Understanding Gross Revenue Pledge
In other words, the first revenues must go towards paying down the bond's interest and principal. Operating and maintenance (O&M) costs are the second priority, though this can be funded from other revenue sources as well. The gross revenue pledge, or lack thereof, is a factor in the rating of a debt obligation by a credit agency and in the pricing of the issue.
Like most restrictive provisions in a bond indenture, a gross revenue pledge makes the debt issue safer for bondholders. The bondholders receive assurance that revenues are first applied to principal and interest payments before O&M expenses. This is in contrast to a net revenue pledge where the O&M expenses are taken care of before debt servicing costs.

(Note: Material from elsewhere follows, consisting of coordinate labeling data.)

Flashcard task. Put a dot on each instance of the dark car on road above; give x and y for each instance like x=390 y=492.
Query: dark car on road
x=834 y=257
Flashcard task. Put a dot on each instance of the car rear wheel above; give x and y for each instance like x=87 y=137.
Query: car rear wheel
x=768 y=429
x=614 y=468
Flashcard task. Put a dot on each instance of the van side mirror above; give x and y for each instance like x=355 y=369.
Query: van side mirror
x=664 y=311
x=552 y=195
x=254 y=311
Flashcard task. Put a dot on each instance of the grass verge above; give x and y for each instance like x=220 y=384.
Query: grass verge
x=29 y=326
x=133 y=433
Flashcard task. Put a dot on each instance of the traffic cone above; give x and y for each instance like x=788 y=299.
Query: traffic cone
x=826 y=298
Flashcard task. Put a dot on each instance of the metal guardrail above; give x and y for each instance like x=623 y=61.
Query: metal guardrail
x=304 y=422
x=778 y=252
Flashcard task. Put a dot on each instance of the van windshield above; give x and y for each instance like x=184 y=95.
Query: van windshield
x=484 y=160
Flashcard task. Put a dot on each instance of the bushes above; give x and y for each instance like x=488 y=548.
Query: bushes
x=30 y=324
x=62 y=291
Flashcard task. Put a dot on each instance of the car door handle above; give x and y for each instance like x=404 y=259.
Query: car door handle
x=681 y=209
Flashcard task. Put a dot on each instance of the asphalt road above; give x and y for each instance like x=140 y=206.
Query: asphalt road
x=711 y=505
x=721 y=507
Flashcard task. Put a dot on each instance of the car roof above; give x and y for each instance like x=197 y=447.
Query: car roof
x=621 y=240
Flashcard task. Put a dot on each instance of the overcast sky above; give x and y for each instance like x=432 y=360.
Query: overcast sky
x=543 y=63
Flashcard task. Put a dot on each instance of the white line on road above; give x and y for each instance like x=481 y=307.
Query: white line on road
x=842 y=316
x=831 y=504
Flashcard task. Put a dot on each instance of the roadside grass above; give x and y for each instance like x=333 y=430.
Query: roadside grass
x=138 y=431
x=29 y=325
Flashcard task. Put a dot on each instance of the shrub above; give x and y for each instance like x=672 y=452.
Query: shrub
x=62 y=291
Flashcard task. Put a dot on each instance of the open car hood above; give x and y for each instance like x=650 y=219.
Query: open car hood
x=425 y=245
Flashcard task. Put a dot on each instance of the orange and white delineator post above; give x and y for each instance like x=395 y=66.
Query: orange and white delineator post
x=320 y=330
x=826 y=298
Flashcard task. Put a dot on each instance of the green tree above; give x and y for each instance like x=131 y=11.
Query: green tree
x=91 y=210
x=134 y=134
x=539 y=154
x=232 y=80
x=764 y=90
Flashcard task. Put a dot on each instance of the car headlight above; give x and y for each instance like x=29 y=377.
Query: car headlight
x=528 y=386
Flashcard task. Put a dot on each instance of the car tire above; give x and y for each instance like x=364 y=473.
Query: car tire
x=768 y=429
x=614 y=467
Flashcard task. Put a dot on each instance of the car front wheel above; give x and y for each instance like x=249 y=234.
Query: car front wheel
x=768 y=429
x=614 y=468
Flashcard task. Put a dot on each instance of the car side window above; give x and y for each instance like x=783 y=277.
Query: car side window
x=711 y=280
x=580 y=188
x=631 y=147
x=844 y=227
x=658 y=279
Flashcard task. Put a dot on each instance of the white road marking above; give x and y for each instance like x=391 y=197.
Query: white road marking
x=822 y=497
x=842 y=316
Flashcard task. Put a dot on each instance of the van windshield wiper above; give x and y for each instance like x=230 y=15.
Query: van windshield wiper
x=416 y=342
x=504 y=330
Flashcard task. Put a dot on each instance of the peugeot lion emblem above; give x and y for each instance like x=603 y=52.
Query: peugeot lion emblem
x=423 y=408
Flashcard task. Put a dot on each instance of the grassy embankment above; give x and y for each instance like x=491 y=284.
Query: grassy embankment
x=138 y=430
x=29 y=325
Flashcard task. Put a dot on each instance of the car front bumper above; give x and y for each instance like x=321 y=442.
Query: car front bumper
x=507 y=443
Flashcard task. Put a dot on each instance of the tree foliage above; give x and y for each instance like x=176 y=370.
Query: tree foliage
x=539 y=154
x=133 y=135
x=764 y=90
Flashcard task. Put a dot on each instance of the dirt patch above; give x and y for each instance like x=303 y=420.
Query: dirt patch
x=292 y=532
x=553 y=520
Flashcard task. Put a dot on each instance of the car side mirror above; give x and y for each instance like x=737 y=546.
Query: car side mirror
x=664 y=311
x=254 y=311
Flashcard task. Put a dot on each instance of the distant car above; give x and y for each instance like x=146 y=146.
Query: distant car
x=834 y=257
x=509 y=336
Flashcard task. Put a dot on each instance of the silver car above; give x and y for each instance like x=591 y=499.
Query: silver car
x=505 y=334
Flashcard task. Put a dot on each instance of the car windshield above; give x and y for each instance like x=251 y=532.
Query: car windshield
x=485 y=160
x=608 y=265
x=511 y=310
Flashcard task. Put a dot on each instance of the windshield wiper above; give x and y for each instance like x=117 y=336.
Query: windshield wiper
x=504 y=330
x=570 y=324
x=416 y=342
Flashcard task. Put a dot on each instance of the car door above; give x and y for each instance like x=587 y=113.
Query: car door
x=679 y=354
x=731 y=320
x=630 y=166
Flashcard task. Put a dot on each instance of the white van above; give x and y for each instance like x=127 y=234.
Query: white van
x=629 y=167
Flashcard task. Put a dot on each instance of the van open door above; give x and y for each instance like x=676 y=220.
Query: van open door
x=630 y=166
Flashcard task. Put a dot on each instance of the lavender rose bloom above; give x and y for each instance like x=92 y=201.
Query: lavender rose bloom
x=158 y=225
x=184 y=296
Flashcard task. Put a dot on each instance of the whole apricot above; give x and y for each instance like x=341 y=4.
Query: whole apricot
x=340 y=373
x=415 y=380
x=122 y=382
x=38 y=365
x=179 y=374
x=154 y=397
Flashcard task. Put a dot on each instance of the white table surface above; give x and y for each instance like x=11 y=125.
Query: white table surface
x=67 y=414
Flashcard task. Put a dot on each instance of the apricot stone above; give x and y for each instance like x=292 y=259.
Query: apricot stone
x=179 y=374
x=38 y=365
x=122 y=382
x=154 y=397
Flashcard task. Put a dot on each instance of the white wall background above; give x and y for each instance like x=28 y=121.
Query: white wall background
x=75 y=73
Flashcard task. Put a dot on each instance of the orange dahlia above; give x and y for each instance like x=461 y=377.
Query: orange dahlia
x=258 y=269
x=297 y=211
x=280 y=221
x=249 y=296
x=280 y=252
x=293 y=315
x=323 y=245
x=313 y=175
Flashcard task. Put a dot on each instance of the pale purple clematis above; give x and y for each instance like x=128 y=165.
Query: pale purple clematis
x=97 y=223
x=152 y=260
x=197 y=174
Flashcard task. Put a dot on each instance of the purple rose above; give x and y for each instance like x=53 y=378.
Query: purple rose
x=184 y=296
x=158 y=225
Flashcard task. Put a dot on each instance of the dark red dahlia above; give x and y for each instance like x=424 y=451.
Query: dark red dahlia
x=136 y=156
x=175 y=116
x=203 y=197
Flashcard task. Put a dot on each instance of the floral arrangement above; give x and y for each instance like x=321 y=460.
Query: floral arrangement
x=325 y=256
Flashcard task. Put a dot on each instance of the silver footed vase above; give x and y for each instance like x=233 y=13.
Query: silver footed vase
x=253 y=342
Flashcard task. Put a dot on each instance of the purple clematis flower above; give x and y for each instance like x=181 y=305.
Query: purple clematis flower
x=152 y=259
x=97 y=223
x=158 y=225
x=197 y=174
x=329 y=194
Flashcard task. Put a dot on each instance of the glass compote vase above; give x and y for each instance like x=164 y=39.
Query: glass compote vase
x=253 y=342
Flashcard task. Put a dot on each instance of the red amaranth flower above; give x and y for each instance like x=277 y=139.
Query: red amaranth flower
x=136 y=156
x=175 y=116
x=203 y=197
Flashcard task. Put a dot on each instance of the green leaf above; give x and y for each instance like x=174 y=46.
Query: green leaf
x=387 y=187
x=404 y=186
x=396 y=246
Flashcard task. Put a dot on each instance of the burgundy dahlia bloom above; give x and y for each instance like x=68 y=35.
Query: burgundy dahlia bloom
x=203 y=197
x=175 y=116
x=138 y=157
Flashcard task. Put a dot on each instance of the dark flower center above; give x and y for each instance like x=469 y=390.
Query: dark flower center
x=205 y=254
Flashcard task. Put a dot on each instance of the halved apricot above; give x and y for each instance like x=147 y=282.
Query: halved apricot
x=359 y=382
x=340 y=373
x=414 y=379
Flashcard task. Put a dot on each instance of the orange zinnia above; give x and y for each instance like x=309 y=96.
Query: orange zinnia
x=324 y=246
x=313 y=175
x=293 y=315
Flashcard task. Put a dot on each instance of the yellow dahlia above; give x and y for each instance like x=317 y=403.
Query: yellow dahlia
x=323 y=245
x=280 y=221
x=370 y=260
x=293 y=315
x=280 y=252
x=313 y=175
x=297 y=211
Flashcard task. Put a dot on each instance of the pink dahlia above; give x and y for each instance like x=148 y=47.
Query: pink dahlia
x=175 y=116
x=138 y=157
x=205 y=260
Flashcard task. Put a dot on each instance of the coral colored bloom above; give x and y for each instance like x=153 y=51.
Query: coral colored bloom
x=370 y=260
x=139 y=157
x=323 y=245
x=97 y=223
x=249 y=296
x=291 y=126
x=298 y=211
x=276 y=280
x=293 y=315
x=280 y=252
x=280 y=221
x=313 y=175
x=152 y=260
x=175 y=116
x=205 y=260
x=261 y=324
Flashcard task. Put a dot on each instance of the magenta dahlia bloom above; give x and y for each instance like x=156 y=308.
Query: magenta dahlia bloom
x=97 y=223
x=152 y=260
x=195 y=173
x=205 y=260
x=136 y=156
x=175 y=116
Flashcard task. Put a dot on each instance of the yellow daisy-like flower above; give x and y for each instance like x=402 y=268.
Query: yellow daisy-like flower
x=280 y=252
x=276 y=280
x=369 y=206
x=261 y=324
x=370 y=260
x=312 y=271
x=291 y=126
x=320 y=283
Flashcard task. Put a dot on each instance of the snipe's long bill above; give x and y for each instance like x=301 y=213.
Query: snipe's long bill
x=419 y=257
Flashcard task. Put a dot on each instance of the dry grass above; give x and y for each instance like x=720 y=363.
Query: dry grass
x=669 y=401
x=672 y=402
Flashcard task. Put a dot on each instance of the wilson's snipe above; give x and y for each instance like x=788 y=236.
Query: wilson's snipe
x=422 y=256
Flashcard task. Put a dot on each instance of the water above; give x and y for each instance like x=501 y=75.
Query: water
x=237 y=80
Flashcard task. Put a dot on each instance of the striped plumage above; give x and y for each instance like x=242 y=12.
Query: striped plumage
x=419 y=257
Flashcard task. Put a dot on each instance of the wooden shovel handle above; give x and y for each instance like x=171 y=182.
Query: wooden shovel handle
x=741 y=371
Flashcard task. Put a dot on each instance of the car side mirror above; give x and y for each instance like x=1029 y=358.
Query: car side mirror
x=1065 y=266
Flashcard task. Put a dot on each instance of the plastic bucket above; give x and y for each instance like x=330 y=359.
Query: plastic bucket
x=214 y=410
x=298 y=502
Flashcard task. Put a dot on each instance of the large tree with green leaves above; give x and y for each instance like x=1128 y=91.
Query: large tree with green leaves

Generally, the added safety created by the gross revenue pledge is a cause for the bond issue to be offered at a lower interest rate, which saves money on interest expense for the issuer.
Gross Revenue Pledge Example
In March 2018, the University of Connecticut sold $152 million of special obligation student fee revenue bonds to finance a student recreation center at the university's main campus. The bonds are structured to provide level debt service over the next 29 years with semiannual interest. The bond indenture contains a pledged revenue clause. The bonds are rated Aa3 by Moody's Investors Service and AA- by S&P Global Ratings, respectively, one notch higher than the ratings of the state of Connecticut's general obligation bonds. Moody's stated that its rating "reflects the scope of the university's operations as well as its solid results, the strength of pledged revenues and substantial state capital funding resulting in low direct debt obligations."